8月、取材班は標高2500mの槍ヶ岳中腹でサルたちを発見しました。彼らは厳しい環境を乗り越えながら食料を求め、山を登っていたのです。この行動はただの移動ではなく、サルたちが自然環境に適応するための戦略であると考えられます。
一方、こうした高山地帯での行動は、他の生物にも見られます。
キリマンジャロの標高4500m付近では、牛の仲間であるエランドがエサを求めて登山を行います。乾季でも雨が多い山頂付近は植物が豊富で、サバンナダイカーやアフリカゾウも同様に登山を行います。
また、御在所岳の山頂では、多くのアキアカネ(トンボ)が生息しています。暑さに弱いアキアカネは、夏を涼しい山頂で過ごすことで暑さを回避しています。さらに、宝満山では、麓の池に生息するニホンヒキガエルの子どもたちが2か月以上かけて山頂まで登り、新しい水辺を探すための「登山」を行います。
これらの行動は、生物が過酷な環境に適応し、生存を確保するための本能的な選択です。ニホンザルを含め、多くの動物がそれぞれの理由で山を登る姿には、自然界の力強さと神秘が詰まっています。
第2章 どこまで登る!?サルを大追跡
高山帯にやってきたニホンザルたちは、標高2500m地点に到達しました。ここから先は植物がほとんど生えず、厳しい環境が続くエリアです。にもかかわらず、サルたちはさらに山頂を目指し、登るスピードを一気に上げました。
驚くべきことに、サルたちは整備された登山道を離れ、岩肌が露出する危険な崖を登り始めました。この急斜面では、取材スタッフも追跡を断念せざるを得ないほどの難所です。そんな過酷なルートにもかかわらず、サルたちは器用に岩場を登っていきました。
この不可解な行動の理由を探るため、スタッフは槍ヶ岳山頂直下の山小屋を訪れました。そこで山小屋の男性は「見ない年はない。毎年夏の終わり頃にはサルが山頂付近に集まり、まるで“サル山”のようになっている」と証言しました。標高3180mの山頂付近には森もなく、食料となる若葉が少ないにもかかわらず、なぜサルたちは山頂を目指すのでしょうか?

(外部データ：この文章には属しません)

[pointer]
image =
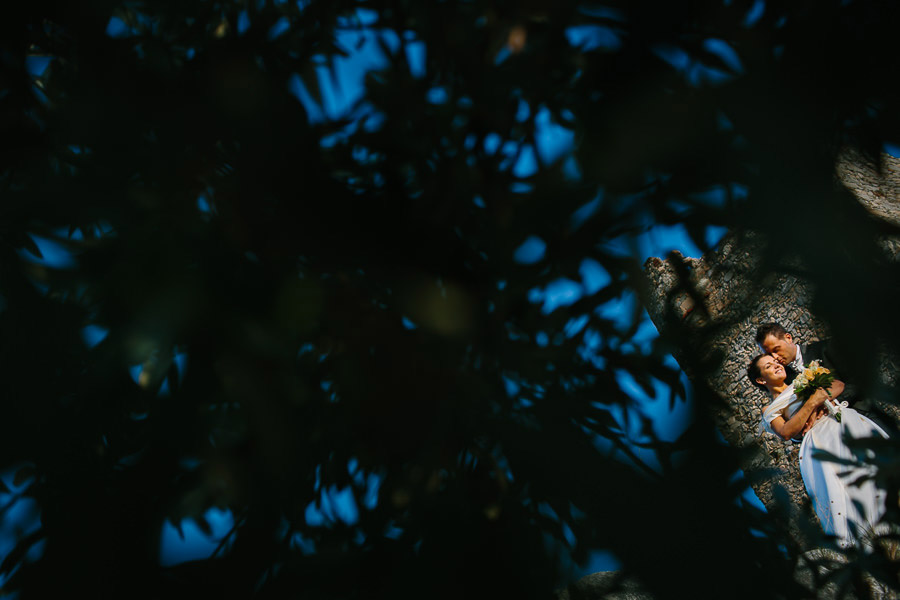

その謎を解く手がかりとなったのは、8月中旬の山頂で目撃されたサルたちの行動です。槍ヶ岳山頂でサルたちは「ハイマツの実」を食べていました。ハイマツは標高の高い場所に生育する針葉樹で、その実が熟すのは8月中旬頃。高山帯では限られた食料のひとつです。
さらに、ハイマツの実以外にもコケモモ、クロマメノキ、ベニバナイチゴなどの高山植物がこの時期に実をつけることがわかりました。これらの実は山頂付近でしか得られないため、サルたちはあえて厳しい山頂を目指していたのです。
山頂にたどり着いたサルたちは、これらの木の実を食べながら約2週間山頂付近で過ごしました。厳しい環境の中でも、サルたちは食料を見つけ、群れの生存を確保していたのです。
やがて山頂の木の実を食べ尽くすと、サルたちは山を下り始めました。山を降りる頃には麓の森も秋を迎え、果実が実る時期となっています。こうしてサルたちは再び豊富な食料を求めて元の森へと戻っていきました。
この一連の行動は、サルたちが厳しい自然環境の中で生存戦略として食料を求めて山を移動する「高度な適応行動」であることを示しています。高山帯で食料を確保し、秋の実りが始まるタイミングに合わせて下山する姿からは、サルたちの知恵と自然界の厳しさを感じさせます。
まとめ
2025年1月12日放送の「ダーウィンが来た!」は、槍ヶ岳の厳しい自然環境に立ち向かうニホンザルたちの驚くべき行動を徹底解説しています。なぜサルたちは過酷な山頂を目指すのか、その理由や生態の秘密をぜひご覧ください。